Dabin Ahn: Golden Days
Opening Reception:
Saturday, January 17, 6—8PM
François Ghebaly is proud to present Golden Days, Dabin Ahn’s solo exhibition at the gallery’s Los Angeles space.
Painter and sculptor Dabin Ahn transforms personal objects, Korean ceramic vessels, and other ephemeral still-life elements into sites of passage. Drawing from 20th century art history, Joseon dynasty porcelain traditions, and his own imagination, he creates sensitive, meticulously painted scenes that explore remembrance and impermanence. Ahn extends his practice through wooden artist frames that he carves himself, creating apertures along the canvas edge that expose secondary or tertiary images within a single composition and dissolve boundaries between pictorial and sculptural space. Light functions both compositionally and symbolically throughout his work, where pin sources like fireflies or candles—the latter a nod to Gerhard Richter’s seminal series of paintings—appear to illuminate Ahn’s foregrounded subjects from both within and beyond the traditional picture plane.

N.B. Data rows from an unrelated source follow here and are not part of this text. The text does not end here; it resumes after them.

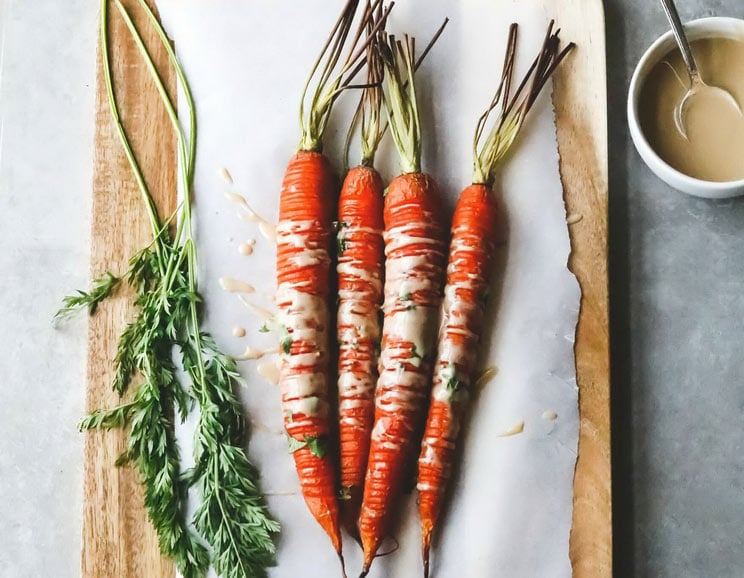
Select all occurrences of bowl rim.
[627,16,744,191]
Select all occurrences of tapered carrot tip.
[421,524,432,578]
[337,552,347,578]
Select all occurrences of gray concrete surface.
[0,0,744,578]
[605,0,744,578]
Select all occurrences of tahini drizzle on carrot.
[359,36,447,576]
[276,0,389,575]
[417,22,573,578]
[336,7,385,537]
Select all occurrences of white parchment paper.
[158,0,580,578]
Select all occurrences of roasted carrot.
[359,37,446,576]
[276,0,387,575]
[337,8,385,538]
[417,22,572,577]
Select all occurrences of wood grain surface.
[82,0,176,578]
[82,0,612,578]
[540,0,612,578]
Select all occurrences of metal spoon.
[661,0,741,139]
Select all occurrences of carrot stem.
[473,20,574,185]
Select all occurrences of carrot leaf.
[54,271,121,321]
[473,21,574,185]
[57,0,279,578]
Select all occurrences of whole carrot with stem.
[276,0,390,568]
[337,12,448,538]
[336,7,385,537]
[417,22,573,578]
[359,36,447,576]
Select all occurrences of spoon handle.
[661,0,698,76]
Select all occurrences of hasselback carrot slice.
[337,166,384,535]
[337,8,385,538]
[417,22,572,577]
[277,0,387,575]
[276,146,341,552]
[359,32,446,576]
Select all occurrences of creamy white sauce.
[372,219,445,447]
[235,345,278,361]
[238,239,256,256]
[542,409,558,421]
[225,193,276,242]
[499,421,524,438]
[220,277,256,293]
[276,221,330,426]
[238,295,275,321]
[475,365,499,391]
[256,361,279,385]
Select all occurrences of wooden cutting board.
[82,0,612,578]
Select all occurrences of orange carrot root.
[337,166,384,540]
[359,173,446,571]
[277,152,341,555]
[417,22,572,576]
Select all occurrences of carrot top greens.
[57,0,279,578]
[299,0,394,152]
[380,35,421,173]
[473,20,574,185]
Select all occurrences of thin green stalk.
[473,21,574,186]
[58,0,279,578]
[100,0,160,243]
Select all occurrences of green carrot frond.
[299,0,393,151]
[67,0,279,578]
[380,35,421,173]
[54,271,121,321]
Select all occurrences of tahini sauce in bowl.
[637,37,744,182]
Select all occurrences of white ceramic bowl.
[628,17,744,199]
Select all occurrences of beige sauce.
[238,295,274,320]
[639,38,744,182]
[542,409,558,421]
[220,277,256,293]
[475,365,499,391]
[225,193,276,243]
[235,345,279,361]
[243,239,256,256]
[256,361,279,385]
[499,421,524,438]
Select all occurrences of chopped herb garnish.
[287,434,326,458]
[305,436,326,458]
[287,434,307,454]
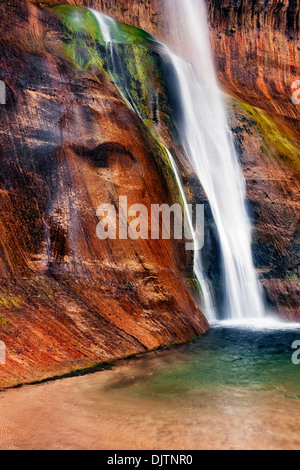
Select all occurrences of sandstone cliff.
[0,0,208,387]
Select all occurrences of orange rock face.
[0,1,208,387]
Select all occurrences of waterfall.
[91,0,264,320]
[167,0,264,319]
[90,9,216,321]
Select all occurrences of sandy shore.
[0,352,300,450]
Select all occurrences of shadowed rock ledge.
[0,1,208,387]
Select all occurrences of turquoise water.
[109,323,300,402]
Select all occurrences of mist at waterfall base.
[92,0,265,321]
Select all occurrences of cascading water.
[167,0,264,319]
[92,0,264,320]
[91,9,216,321]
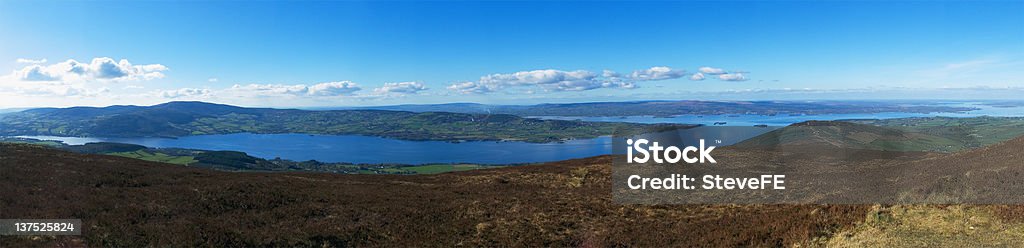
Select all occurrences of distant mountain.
[734,121,957,152]
[361,100,975,117]
[0,101,680,142]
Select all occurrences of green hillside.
[735,117,1024,153]
[0,101,685,142]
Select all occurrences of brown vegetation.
[0,144,870,247]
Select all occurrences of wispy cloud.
[374,82,427,94]
[14,57,46,64]
[11,57,168,82]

His newest exhibition, Golden Days, features ten paintings and two sculptures that continue the artist’s evolving dialogue with memory and presence. In many paintings, vessels appear suspended in states of dissolution or reconstitution, accompanied by objects such as eyeglasses, watches, and other seemingly personal effects that conjure a dual sense of presence and absence, becoming and unbecoming. Moths, cranes, and fireflies inhabit many of Ahn’s spaces as if sprung from the illustrations that adorn the glazing of the vessels themselves. In Above and Beyond, one small crane appears ready to fly off the canvas edge as the others, still enjoined to a celadon vase, look on.
Wood becomes a recurring element across the exhibition, not only in the artist's signature sculptural frames but as subject matter itself, its grain rendered with the same trompe l’œuil attention Ahn brings to glass and porcelain surfaces. Though naturalistic in their appearance, Ahn’s still life worlds inhabit a painterly logic that insists upon the presence of apparitions. In works like Soliloquy, Repose, and the title works Golden Days I and II, Ahn places candles on the edges of the work, creating ghostly double reflections on the central vases and glass goblets. Untitled (Dad) shows a paper note and pencil left on a small wooden table, the faint silhouetted neck of a vase hovering phantom-like above the scene.
Set in the exhibition space are two small wooden sculptures, Ephemeral and Ephemeral II. Each features a solitary candle flame painted on a small piece of wooden burl inlaid with turquoise, and suspended by a brass rod. Within the context of the show they take on something of a devotional aspect, lit to honor the ties and memories of the past, and the promise of a new day.
Dabin Ahn (b. 1988, Seoul, Korea) creates paintings populated by flora, fauna, vessels, candles, and ceramic fragments, motifs that function as representations of the self. Ahn’s paintings also incorporate sculptural elements such as hand-built frames that part to reveal images along the canvas edge. Light plays a central role in the artist’s lexicon, suggesting an illuminating presence even when its source is hidden. These elements collectively blur the boundaries between the material and the imagined, evoking an emotional depth reflective of the human experience.
Ahn received a BFA and MFA from the School of the Art Institute of Chicago. Selected solo exhibitions include Harper’s, New York; 1969, New York; OCHI, Los Angeles; Shatto Gallery, Los Angeles. Recent group exhibitions include Make Room, Los Angeles; Harper’s, East Hampton; and The Hole, Los Angeles. Ahn lives and works in Chicago.